São os inimigos – malditos conservadores direitistas - acusados de usarem “mentiras e distorções”, mas os amigos esquerdistas previsivelmente passam batido por tais acusações. Os inimigos são acusados de baterem “panelas cheias”, mas os bolsos lotados de dinheiro público dos amigos merecem o apelo ao perdão e recomeço.

Quando a crise é gerada pela esquerda, ela “funciona como um crisol que purifica o ouro das gangas e o libera para um novo uso”, integrando o caos “generativo” bem ao estilo da crítica destrutiva da Escola de Frankfurt. Se for gerada pela direita, não se deve jamais “aceitar as derrotas sem antes dar as batalhas”.

O nome disso não é cristianismo. Envergonha muito observar lições cristãs recortadas e prostituídas por ideólogos para que sirvam de munição numa guerra profana que vira brasileiro contra brasileiro, irmão contra irmão, corrompendo corações e transformando o amor em algo seletivo.

Não, cristianismo não é isso o que é pregado nos textos de incitação ao ódio classista exaustivamente despejados por Boff em suas colunas. Boff acerta quando lembra de que o Cristianismo pode ajustar as coisas, mas erra ao revelar que ele mesmo desconhece o que é o Cristianismo, trocando-o pela diabólica interpretação reducionista da Teologia da Libertação.

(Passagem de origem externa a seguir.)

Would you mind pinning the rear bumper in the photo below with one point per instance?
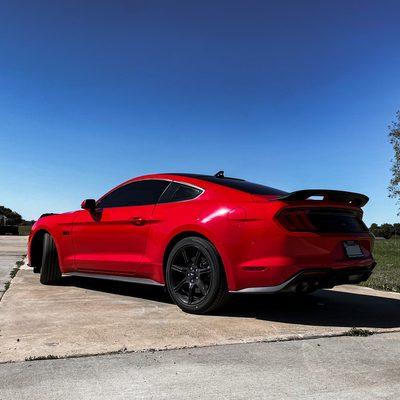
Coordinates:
(309, 280)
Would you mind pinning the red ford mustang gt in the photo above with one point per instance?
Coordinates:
(204, 236)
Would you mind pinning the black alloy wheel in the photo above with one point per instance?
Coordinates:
(195, 277)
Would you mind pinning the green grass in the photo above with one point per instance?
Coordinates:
(386, 275)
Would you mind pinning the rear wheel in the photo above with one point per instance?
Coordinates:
(195, 276)
(50, 272)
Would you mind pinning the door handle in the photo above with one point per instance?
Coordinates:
(138, 221)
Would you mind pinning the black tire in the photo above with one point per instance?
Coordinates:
(50, 272)
(199, 275)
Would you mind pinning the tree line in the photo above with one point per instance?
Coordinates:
(385, 230)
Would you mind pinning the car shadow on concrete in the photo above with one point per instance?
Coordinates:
(322, 308)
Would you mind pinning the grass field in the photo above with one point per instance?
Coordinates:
(386, 275)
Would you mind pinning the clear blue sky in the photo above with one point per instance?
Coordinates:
(293, 94)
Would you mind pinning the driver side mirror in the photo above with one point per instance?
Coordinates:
(89, 204)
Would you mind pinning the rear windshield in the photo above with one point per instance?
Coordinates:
(239, 184)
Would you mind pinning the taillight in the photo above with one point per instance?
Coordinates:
(297, 220)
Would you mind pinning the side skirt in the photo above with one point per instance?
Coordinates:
(119, 278)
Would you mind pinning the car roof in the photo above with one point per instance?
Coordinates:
(221, 180)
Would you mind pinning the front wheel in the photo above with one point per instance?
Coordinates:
(50, 272)
(195, 277)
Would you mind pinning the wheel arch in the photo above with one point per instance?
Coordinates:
(192, 233)
(36, 248)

É isso o que dá trocar Cristo por Marx: a caridade, a disposição em aconselhar e perdoar e o espírito fraterno terminam onde termina a afinidade ideológica. Aos amigos, o bem, aos inimigos, o combate feroz.

17 de junho de 2015
Hélio Angotti Neto



[1] Plato. Republic, Volume I: Books 1-5. Edited and translated by Christopher Emlyn-Jones, William Preddy. Loeb Classical Library 237. Cambridge, MA: Harvard University Press, 2013, p. 22-23.